Connecticut’s “quiet corner” is the setting for my newest release, The Ashford Place, a mystery romance adorned with small-town charm. The fictitious hamlet of Danville is both quaint and a little creepy, and its residents a mixture of urbane and rural. That’s the thing about Connecticut: it’s a bunch of different worlds stuffed into one tiny state. For instance, the juxtaposition of a general store in Abington, CT, that advertises “beer, bibles, bullets, and books” less than an hour’s drive from the State Capitol where the legislature had voted to legalize gay marriage instead of waiting to be sued for it, helps give perspective on how small yet varied the state actually is. To me, Connecticut is home. Born and raised here, I’ve never had the desire to leave for more than the span of a vacation. The rich history, its location (we’re in the middle of everything), and the fact that it is, arguably, the bluest of the blue states make it not only a desirable place for a lesbian author to live, but a great locale for her to set a novel.
I’m a US history nerd, especially the history that details a person’s (or an army’s) quest to do the right thing. One of my favorite Connecticut day trips was to the Prudence Crandall Museum in Canterbury. Ms. Crandall was a schoolteacher, suffragist, and African American rights activist who had the audacity in the 1830s to open a school for African American girls after the parents of her white students complained about her allowing a black girl into her classroom. She was met with immediate and violent resistance to her plan but initially refused to let that thwart her mission to educate young girls of color. Sadly, she was eventually forced to shut down the school for the safety of the children, after several firebombings. Talk about an intelligent, empowered female protagonist.
Connecticut is also a logistic dream come true, especially for cranky car travelers like yours truly. No matter what you’re in the mood for, you can find it here with little more effort required than hopping in your car and clicking the “near me” option in your Google search—unless, of course, your whim is an Arctic expedition or an African safari. For those, you’ll have to dig out your passport. But you can ski at a mountain resort and an hour later sip wine at a restaurant overlooking Long Island Sound. You can enjoy the fast-paced, big-city excitement of Boston or NYC, or Vegas-level gambling, and within an hour or two be home nesting in your calm, quiet suburban enclave. This aspect also makes it a dream for said writer, who hates car travel, to do in-person research on setting.
Now I’m starting to sound like a braggart, but I don’t care. Connecticut also has one of the most educated, progressive-thinking populations in the nation.
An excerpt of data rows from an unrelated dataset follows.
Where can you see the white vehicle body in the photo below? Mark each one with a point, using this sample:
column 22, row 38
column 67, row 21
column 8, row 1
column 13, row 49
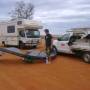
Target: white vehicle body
column 20, row 31
column 80, row 46
column 62, row 45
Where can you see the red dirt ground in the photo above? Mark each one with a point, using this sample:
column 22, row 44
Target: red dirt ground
column 64, row 73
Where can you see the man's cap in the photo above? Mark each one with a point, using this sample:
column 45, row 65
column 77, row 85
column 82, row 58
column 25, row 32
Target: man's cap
column 46, row 30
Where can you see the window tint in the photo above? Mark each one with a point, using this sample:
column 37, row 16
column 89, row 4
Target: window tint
column 19, row 22
column 22, row 34
column 11, row 29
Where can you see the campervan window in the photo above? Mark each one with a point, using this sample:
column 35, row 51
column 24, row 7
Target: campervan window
column 22, row 33
column 32, row 33
column 11, row 29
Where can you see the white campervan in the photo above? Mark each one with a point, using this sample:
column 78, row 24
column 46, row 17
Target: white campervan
column 20, row 32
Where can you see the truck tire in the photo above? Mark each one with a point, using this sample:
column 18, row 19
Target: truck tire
column 86, row 57
column 3, row 43
column 21, row 45
column 55, row 49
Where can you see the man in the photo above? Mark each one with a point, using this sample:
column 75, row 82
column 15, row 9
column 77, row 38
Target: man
column 48, row 41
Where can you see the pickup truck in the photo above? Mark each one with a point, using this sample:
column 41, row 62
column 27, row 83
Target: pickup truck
column 80, row 46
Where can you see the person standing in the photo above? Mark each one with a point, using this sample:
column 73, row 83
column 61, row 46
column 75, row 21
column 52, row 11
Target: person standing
column 48, row 42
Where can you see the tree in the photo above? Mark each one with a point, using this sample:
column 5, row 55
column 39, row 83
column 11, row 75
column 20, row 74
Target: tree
column 22, row 10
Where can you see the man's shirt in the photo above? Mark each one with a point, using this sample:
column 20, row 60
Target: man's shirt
column 48, row 39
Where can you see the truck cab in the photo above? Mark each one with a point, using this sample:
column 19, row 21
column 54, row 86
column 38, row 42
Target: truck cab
column 75, row 41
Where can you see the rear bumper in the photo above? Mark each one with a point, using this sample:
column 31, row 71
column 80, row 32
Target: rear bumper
column 31, row 44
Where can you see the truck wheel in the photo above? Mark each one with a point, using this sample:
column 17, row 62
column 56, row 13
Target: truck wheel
column 86, row 57
column 21, row 45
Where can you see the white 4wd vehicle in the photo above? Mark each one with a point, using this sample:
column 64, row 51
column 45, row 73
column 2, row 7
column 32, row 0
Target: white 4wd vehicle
column 80, row 46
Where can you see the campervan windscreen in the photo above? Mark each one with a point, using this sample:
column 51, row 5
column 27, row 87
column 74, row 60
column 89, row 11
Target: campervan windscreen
column 32, row 33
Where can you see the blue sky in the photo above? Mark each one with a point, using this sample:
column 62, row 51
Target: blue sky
column 57, row 15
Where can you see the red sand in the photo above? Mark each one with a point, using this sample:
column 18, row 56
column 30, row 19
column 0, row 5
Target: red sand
column 64, row 73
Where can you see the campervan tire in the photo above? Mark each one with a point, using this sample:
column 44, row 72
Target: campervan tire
column 86, row 57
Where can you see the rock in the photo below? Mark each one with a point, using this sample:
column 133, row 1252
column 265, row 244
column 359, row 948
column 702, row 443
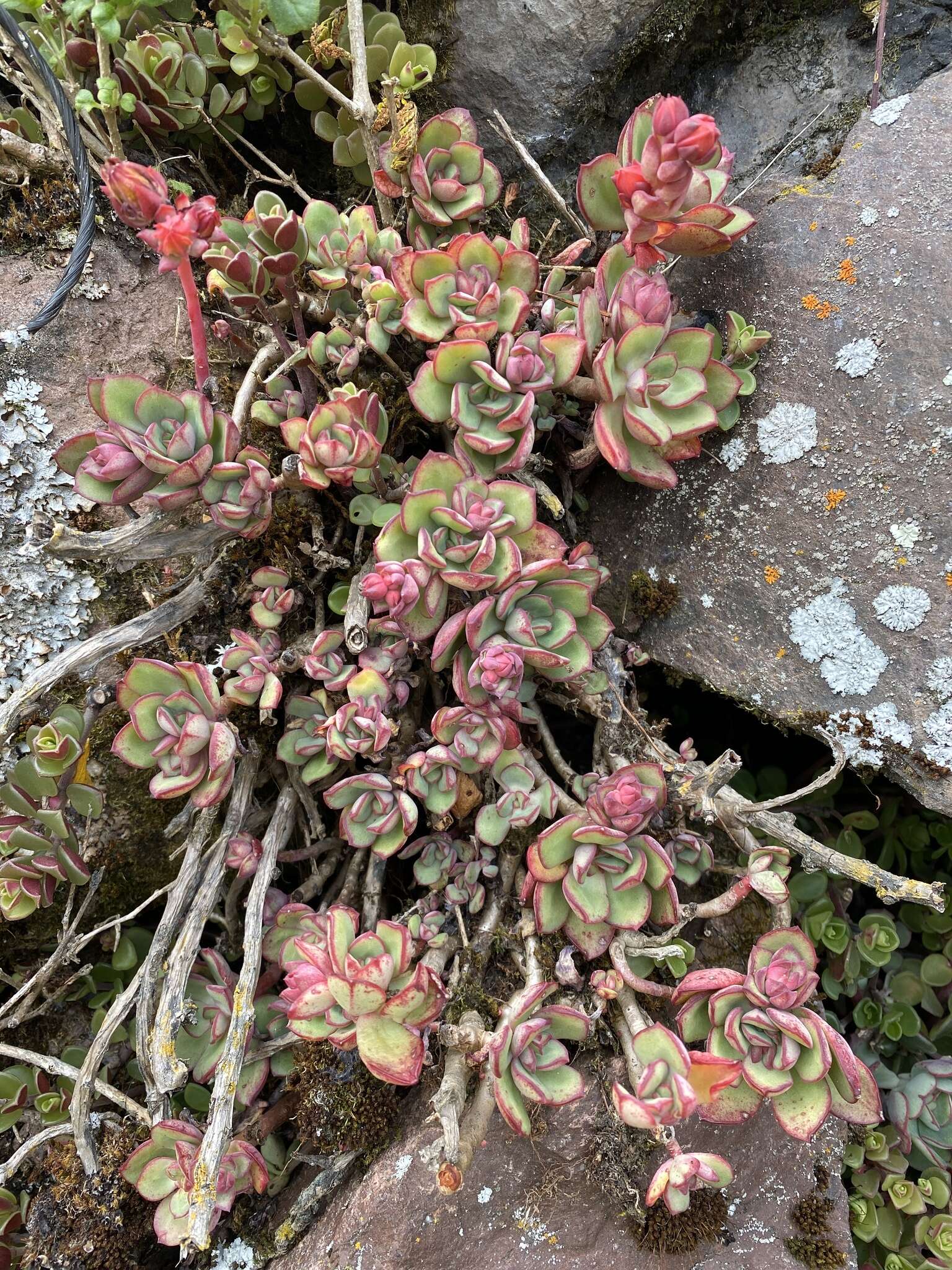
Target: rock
column 537, row 1202
column 130, row 329
column 763, row 70
column 811, row 546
We bleed so blue here that we even elected a new democratic governor, even though the last one was an economic train wreck who decimated everyone’s immediate hopes for a comfortable retirement. On the upside, all this “blue blood” makes it a safe, fair place to live for minority groups such as the LGBTQ community, who continue to experience some rather cringeworthy and downright dreadful instances of violence and economic and social oppression in other states. It’s a dismal commentary on this great country when an American citizen has to choose between either paying a reasonable tax rate or being treated fairly, and with dignity and respect. Taxation notwithstanding, I’ll forever be proud that Connecticut was the first in all of the United States to legalize same-sex marriage through the legislative process and not the court system. Most of our citizens believe that equality is not something that must be fought for. It’s something that must be given, without prejudice or preference.
I like to write smart, strong female characters living empowered lives who also like to let loose and bend an elbow on occasion. With all that’s still left to explore, I have a feeling Connecticut will continue being the setting for my characters and my real life.